FREESTYLE
Europe Écologie à Marseille
Vidéo envoyée par sergelourie
Jean-Michel HELVIG et Paul QUINIO
Avec le recul, comment avez-vous vécu cette polémique?
Je me suis aperçu tout d'un coup que la parole n'a plus aucune valeur. Quoi que je dise, quoi que je fasse, on me demandait, sans que cela soit nécessairement méchant: «Mais est-ce que vous êtes vraiment pédophile?» C'était le froid total. J'étais glacé. Mon interview à TF1, je persiste et je signe. Le rendez-vous avait été pris des mois et des semaines avant. Si je n'y étais pas allé, c'était pire. Les gens auraient dit, «il se déballonne, il a peur». Donc, malgré les conseils des copains, j'y suis allé. Même si j'avais mal. Et puis, en revenant à Francfort, j'ai d'abord été vraiment touché par le nombre incroyable de messages de solidarité que j'ai reçus. Des gens, pas que des amis, me disaient, «trop, c'est trop». J'ai reçu aussi des messages de solidarité d'hommes politiques, droite et gauche confondues. Les Verts aussi ont été parfaits. Cette chaleur venue des parents du jardin d'enfants de Francfort, qui disaient : «Mais enfin, Dany, arrête, tu as été très important pour nos enfants, c'est absolument horrible de te voir te défendre comme ça», tout cela m'a beaucoup aidé.

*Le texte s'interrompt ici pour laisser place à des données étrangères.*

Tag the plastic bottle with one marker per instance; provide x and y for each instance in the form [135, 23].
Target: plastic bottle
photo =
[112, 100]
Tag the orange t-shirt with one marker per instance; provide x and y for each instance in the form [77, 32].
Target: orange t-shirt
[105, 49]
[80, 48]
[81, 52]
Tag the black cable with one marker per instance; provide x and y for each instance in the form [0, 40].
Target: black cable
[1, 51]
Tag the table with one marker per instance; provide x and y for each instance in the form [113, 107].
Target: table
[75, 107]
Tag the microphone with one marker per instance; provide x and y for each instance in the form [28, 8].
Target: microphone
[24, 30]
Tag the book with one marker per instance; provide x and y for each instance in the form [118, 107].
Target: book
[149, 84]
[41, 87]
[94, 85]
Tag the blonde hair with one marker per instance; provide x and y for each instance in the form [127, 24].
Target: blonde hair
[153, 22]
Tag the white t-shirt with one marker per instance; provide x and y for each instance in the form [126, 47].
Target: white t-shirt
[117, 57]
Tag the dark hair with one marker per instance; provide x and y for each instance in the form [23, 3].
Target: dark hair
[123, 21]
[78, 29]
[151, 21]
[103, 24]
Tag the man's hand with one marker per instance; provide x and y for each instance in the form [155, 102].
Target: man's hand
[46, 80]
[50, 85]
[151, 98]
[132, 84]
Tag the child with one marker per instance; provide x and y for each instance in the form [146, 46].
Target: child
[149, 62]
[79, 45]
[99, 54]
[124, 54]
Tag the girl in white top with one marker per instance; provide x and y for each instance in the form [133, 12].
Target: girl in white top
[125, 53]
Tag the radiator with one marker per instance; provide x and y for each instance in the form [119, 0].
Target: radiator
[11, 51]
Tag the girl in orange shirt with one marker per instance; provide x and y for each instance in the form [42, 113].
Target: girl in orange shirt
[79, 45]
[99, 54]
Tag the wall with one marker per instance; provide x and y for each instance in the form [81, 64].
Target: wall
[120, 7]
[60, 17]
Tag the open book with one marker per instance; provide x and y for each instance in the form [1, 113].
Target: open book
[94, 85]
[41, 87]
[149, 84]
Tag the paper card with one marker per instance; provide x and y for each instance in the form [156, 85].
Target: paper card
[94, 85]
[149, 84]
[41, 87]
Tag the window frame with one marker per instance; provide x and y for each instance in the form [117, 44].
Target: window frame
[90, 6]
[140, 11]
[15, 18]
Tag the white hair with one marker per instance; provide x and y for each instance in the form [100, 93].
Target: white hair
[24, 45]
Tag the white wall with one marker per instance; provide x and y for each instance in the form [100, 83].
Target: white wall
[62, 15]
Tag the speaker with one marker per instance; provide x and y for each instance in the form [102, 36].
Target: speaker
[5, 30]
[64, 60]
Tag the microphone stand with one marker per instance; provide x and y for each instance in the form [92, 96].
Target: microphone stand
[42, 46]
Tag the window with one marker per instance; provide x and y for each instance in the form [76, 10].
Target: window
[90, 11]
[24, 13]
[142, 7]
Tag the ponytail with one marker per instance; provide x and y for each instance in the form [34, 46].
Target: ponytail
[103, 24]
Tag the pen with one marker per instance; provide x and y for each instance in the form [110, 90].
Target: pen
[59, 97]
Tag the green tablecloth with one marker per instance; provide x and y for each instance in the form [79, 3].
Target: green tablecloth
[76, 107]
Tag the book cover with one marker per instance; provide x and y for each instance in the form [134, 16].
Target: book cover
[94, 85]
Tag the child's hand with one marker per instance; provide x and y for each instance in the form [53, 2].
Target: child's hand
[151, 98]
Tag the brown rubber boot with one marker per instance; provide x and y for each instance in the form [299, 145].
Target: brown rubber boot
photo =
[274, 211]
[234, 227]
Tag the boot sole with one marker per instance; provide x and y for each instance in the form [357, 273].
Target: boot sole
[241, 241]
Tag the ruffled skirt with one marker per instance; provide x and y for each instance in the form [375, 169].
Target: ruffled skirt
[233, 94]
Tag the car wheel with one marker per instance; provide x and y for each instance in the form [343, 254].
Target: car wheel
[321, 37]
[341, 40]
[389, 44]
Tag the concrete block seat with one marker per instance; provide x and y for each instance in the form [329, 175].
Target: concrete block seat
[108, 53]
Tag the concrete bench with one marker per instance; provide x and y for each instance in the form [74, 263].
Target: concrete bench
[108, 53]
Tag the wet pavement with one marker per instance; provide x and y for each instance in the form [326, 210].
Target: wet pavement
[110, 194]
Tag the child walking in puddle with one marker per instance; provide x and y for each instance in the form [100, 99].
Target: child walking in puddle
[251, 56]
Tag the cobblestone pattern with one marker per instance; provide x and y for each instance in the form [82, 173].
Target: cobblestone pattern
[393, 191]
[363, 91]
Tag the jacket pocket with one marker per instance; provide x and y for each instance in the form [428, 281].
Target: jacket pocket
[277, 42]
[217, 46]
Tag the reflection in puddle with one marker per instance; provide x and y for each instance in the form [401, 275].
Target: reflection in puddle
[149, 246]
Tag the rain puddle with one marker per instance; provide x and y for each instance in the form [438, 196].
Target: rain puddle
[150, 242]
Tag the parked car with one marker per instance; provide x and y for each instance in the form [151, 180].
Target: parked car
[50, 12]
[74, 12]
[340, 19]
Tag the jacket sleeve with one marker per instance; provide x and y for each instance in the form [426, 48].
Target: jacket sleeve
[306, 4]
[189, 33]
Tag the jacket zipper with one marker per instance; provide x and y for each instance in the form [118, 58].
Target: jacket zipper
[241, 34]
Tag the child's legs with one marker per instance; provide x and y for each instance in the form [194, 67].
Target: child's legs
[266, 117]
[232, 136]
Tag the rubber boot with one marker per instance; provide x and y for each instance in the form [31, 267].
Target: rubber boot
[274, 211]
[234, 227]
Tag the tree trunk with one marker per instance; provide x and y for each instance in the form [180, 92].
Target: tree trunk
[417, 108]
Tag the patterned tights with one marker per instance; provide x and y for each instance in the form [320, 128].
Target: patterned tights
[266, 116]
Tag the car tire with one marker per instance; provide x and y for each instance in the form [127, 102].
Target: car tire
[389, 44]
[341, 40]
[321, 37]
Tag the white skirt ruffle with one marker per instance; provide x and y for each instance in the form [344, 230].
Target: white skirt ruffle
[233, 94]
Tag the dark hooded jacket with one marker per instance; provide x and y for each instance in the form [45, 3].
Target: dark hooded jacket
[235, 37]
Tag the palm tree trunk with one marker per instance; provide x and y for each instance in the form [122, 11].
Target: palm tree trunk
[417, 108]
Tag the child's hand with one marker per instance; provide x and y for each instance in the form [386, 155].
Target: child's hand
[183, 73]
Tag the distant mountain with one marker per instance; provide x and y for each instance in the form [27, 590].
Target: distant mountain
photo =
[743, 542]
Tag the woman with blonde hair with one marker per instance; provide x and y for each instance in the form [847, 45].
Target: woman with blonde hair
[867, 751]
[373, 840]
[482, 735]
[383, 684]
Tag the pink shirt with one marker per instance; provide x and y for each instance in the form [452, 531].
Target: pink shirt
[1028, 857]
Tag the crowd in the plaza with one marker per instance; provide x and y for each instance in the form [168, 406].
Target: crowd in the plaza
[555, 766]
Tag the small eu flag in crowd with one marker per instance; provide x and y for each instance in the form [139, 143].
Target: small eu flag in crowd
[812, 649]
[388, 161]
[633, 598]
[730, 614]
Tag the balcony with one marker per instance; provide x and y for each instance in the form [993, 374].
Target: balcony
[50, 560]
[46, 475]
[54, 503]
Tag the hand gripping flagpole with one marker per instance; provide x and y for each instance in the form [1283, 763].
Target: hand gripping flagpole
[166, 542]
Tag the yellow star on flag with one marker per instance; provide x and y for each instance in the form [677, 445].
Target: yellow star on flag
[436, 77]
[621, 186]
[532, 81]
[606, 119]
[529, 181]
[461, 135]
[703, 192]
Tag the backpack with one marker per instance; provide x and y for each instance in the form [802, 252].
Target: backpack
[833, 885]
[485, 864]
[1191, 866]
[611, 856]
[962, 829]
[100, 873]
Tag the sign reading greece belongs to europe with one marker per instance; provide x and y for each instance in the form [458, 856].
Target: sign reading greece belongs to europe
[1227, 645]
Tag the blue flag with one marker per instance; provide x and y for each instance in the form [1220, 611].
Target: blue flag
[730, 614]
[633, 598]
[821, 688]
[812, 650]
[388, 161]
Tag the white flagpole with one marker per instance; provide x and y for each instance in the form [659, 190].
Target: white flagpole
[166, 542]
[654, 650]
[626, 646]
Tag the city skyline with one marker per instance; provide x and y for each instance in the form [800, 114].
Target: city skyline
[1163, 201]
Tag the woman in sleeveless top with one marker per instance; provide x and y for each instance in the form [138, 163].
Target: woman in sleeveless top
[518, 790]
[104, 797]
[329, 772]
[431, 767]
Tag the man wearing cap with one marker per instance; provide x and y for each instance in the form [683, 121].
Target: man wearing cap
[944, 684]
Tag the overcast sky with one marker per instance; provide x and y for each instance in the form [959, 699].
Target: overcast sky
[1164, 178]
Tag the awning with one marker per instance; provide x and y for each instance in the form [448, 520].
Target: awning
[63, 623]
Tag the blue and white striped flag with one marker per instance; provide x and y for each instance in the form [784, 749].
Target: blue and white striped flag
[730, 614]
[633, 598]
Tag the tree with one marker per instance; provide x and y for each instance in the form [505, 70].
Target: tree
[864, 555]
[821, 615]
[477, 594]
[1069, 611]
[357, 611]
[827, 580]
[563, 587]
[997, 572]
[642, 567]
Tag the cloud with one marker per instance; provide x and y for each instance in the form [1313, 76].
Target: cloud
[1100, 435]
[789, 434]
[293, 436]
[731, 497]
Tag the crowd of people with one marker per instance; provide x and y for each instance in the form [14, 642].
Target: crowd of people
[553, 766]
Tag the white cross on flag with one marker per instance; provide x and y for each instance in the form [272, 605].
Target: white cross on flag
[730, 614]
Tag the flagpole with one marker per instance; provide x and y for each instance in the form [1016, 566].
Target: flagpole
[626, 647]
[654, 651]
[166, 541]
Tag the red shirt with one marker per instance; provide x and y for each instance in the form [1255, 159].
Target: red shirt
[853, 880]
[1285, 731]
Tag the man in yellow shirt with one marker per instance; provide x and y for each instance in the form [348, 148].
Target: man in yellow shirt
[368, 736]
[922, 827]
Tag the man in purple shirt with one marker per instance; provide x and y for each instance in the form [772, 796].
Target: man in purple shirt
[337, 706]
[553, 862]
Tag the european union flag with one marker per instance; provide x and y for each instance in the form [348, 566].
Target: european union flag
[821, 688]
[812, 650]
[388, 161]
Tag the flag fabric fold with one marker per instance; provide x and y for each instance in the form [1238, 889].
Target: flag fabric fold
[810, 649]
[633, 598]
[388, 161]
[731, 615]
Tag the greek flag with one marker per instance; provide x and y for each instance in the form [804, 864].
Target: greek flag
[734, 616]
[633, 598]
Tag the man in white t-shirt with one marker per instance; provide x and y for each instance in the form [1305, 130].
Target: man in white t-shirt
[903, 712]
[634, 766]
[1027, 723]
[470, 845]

Avez-vous pensé tout arrêter?
Je me suis dit à chaud qu'il fallait vraisemblablement avoir tout vécu. Et ce que j'ai vécu la semaine dernière, ce que je vis depuis deux mois avec Joschka Fischer, c'est difficile, c'est lourd. J'avoue que quand je suis rentré à Francfort, je me suis demandé pourquoi ne pas tout lâcher. Qu'est-ce que j'en ai à cirer... Fischer, c'est pareil. Comme moi, il est le symbole d'une histoire contradictoire, où il existe une fidélité et en même temps un dépassement, une remise en question de cette histoire. Puis, je me suis dit: pourquoi arrêter, pourquoi avoir mauvaise conscience? Pourquoi je ne m'en remettrai pas, comme l'a suggéré avec sa délicatesse habituelle Françoise Giroud? Je n'ai pas à me remettre, je suis très bien, je n'ai rien à voir avec ce que l'on a décrit. Donc je repars aujourd'hui. Plus sûr de moi, très bien dans mes baskets et je veux continuer à me battre politiquement. Non seulement je ne vois pas pourquoi j'arrêterai, mais je suis certain que la semaine dernière a été salutaire. Je me suis rendu compte que ceux qui attaquent le libéral libertaire que je suis ont besoin du mensonge. Si dans la société française on arrive à délégitimer notre histoire, on délégitime une certaine approche de la politique qui change en agissant et n'a pas honte de se critiquer quand elle se trompe. C'est ça qui est en jeu aujourd'hui.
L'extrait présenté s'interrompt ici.